Bug #401
closedconsumerd crashed and coredumped when deactivating sessions tracing on same domain
0%
Description
The crash seems to happen during deactivation. The test case that reproduces the fault activates two sessions with identical input, a subdomain with no event:
com_ericsson_cba_trace_testapp_lowtraf,TRACE_DEBUG
The two sessions are created/activated one after the other, allowed to run for 10 seconds, and then both are deactivated.
The crash has happened in different nodes, but I currently don't have a good log with sessiond/consumerd in verbose mode. If you have trouble identifying the fault from the coredump, I can try to reproduce it again.

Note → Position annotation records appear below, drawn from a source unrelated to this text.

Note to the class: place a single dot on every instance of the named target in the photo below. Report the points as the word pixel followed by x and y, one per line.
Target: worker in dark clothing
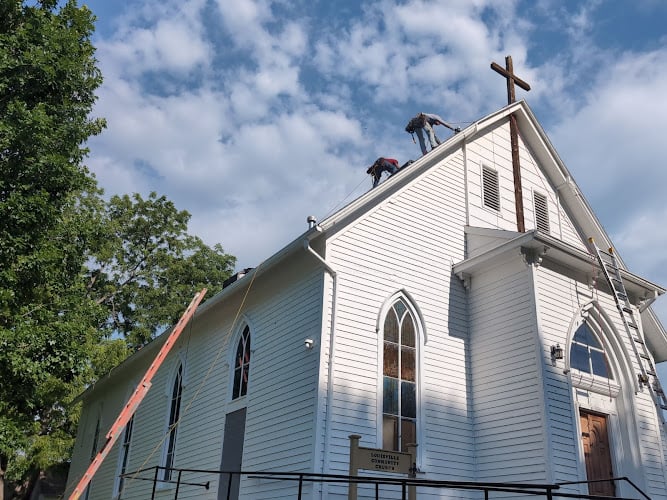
pixel 388 165
pixel 425 121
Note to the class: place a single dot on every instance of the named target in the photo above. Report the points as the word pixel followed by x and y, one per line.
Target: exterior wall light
pixel 556 352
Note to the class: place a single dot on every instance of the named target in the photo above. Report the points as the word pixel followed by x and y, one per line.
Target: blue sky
pixel 254 114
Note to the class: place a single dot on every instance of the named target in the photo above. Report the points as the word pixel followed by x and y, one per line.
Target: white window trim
pixel 420 331
pixel 119 461
pixel 241 401
pixel 169 386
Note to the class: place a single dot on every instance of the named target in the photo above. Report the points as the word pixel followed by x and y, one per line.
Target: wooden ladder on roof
pixel 647 376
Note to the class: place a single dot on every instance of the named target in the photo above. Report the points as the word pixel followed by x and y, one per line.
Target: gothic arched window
pixel 587 353
pixel 242 365
pixel 399 389
pixel 172 429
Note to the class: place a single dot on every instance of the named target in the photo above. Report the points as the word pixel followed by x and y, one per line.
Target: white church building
pixel 418 313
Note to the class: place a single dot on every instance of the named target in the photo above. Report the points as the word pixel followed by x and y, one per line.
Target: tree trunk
pixel 3 470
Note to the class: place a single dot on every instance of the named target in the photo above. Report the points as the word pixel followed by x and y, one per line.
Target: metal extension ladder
pixel 609 265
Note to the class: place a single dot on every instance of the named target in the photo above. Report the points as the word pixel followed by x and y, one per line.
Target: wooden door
pixel 232 455
pixel 597 453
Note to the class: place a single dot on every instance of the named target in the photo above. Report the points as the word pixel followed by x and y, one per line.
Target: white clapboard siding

The coredumps are attached:rw------ 1 root root 37490688 Nov 21 22:04 lttng-consumerd.30064.PL-3.corerw------ 1 root root 38068224 Nov 21 22:04 lttng-consumerd.29456.SC-2.corerw------ 1 root root 37412864 Nov 21 22:04 lttng-consumerd.2142.SC-1.corerw------ 1 root root 36896768 Nov 21 23:36 lttng-consumerd.9066.PL-4.corerw------ 1 root root 36433920 Nov 21 23:36 lttng-consumerd.26780.SC-2.corerw------ 1 root root 36581376 Nov 22 09:45 lttng-consumerd.18468.PL-4.core
Files
Updated by Jesus Garcia about 12 years ago
Sorry, forgot the build info:
CURRENT HEAD: foss/babeltrace 52105e8 (HEAD, origin/master, origin/HEAD) Adding a test which do a sequence of seek BEGIN, LAST, BEGIN, LAST
CURRENT HEAD: foss/lttng-tools 76f66f6 (HEAD, origin/master, origin/HEAD) Fix: Typo from a previous patch in an assert()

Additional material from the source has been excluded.